Na de eerste brief van Paulus aan de Thessalonicenzen is er verwarring ontstaan waardoor ze dachten dat de dag van de Heer al was aangebroken. De gelovigen werden in toenemende mate vervolgd door de ambtenaren van het Romeinse Rijk, welke hun heidense gebruiken en zienswijzen op de kleine christelijke gemeente afdwongen. De jonge gelovigen zijn dan tot de gevolgtrekking gekomen dat de dag des Heren al begonnen was, en dat Paulus’ verzekering dat zij de toorn van God zouden ontvluchten niet waar was. Afgezien van valse profetieën die hierover in de gemeente uitgesproken werden, zijn er ook valse brieven rondgegaan die naar bewering van Paulus afkomstig waren (‘als door brief van ons’ 2Thes.2:2), waarin gezegd werd dat de gelovigen door de verdrukking en het lijden van de dag des Heren zouden moeten gaan. Paulus heeft zijn tweede zendbrief aan hen geschreven om de volgorde van de gebeurtenissen die zullen plaatsvinden in de eindtijd te verduidelijken bevestigen en daarmee bevestigd dat de opname vóóraf zal gaan aan de dag van de Heer.

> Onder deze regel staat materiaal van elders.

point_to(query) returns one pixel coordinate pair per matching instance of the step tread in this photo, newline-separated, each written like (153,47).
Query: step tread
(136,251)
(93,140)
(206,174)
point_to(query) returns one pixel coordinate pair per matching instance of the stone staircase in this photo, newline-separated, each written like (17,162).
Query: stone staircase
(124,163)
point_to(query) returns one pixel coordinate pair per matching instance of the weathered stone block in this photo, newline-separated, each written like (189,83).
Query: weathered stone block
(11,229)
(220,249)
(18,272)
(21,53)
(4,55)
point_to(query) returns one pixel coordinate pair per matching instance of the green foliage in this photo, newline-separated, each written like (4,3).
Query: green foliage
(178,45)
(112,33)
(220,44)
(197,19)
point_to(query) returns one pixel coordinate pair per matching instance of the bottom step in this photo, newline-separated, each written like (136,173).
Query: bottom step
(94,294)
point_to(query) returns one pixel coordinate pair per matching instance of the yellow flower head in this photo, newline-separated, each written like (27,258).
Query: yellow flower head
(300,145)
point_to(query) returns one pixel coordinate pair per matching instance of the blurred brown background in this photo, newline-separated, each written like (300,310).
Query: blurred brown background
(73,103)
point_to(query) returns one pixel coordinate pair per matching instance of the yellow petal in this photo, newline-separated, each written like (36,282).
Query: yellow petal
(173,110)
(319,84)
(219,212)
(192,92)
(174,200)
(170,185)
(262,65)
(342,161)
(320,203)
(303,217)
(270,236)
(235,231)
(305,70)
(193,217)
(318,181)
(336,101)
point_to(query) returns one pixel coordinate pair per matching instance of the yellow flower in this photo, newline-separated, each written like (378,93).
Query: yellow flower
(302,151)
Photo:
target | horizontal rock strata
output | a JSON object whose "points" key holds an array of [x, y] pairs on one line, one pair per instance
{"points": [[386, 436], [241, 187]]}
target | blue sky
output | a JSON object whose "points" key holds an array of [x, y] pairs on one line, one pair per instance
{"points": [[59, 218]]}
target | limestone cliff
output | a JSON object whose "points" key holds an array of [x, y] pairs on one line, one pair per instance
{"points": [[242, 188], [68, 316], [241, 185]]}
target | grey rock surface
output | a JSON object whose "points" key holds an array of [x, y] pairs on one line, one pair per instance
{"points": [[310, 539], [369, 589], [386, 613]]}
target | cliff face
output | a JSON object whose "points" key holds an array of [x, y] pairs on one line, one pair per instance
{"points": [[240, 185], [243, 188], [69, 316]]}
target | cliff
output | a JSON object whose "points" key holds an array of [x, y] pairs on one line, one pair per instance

Het tweede hoofdstuk van de tweede brief aan de Thessalonicenzen is een hoogst betekenisvol hoofdstuk in de christelijke eschatologie. Thomas Constable zegt hierover: ‘Deze verzen (2Thes.2:1-12) bevatten waarheden die nergens anders in de Bijbel voorkomen. Het verschaft een sleutel tot het verstaan van toekomstige gebeurtenissen en is van centraal belang in deze zendbrief”.
Wat is die dag?
Uit het verband van 1Thes.5:2 met vs.9 blijkt dat ‘de dag van de Heer’ gelijkgesteld kan worden met de toorn, niet met de Opname (1Thes.1:10). De ‘dag des Heren’ omvat heel de periode, die begint na de opname der gemeente en duurt tot en met het laatste oordeel. Het is de ‘dag van wrake’, die volgt op de ‘dag van genade’ (Jes.61:2). Want na het ‘aangename jaar de Heren’ komt ‘de dag, brandende als een oven’ (Mal.4:1). Onder andere volgende profeten spreken over ‘de dag des Heren’ (Am.5:18-20; Jes.2:12, 13:6-16; Mi.7:4-6; Zef.1:14-16; Ez.30:3-12).
Volgens Ironside begint de ‘dag van de Heer’ wanneer ‘de dag van de genade’ beëindigd is. De ‘dag van de Heer’ volgt op de Opname. Het zal een tijd zijn waarop Gods oordelen over de aarde worden uitgestort. Het sluit de tijd in wanneer de Heer terugkomt met zijn heiligen om zijn vijanden te oordelen en het koninkrijk in bezit zal nemen; om te heersen in gerechtigheid voor een duizendjarige periode.
Volgens Scofield beslaat ‘de dag van de Heer’ (ook genoemd ‘die dag’ en ‘de grote dag’) die tijd die begint met de terugkeer van de Heer Jezus in heerlijkheid, en eindigt met de reiniging van de hemel en de aarde door vuur om plaats te maken voor de nieuwe hemel en de nieuwe aarde. (Jes.65:17-19, 66:22; 2Petr.3:13; Op.21:1).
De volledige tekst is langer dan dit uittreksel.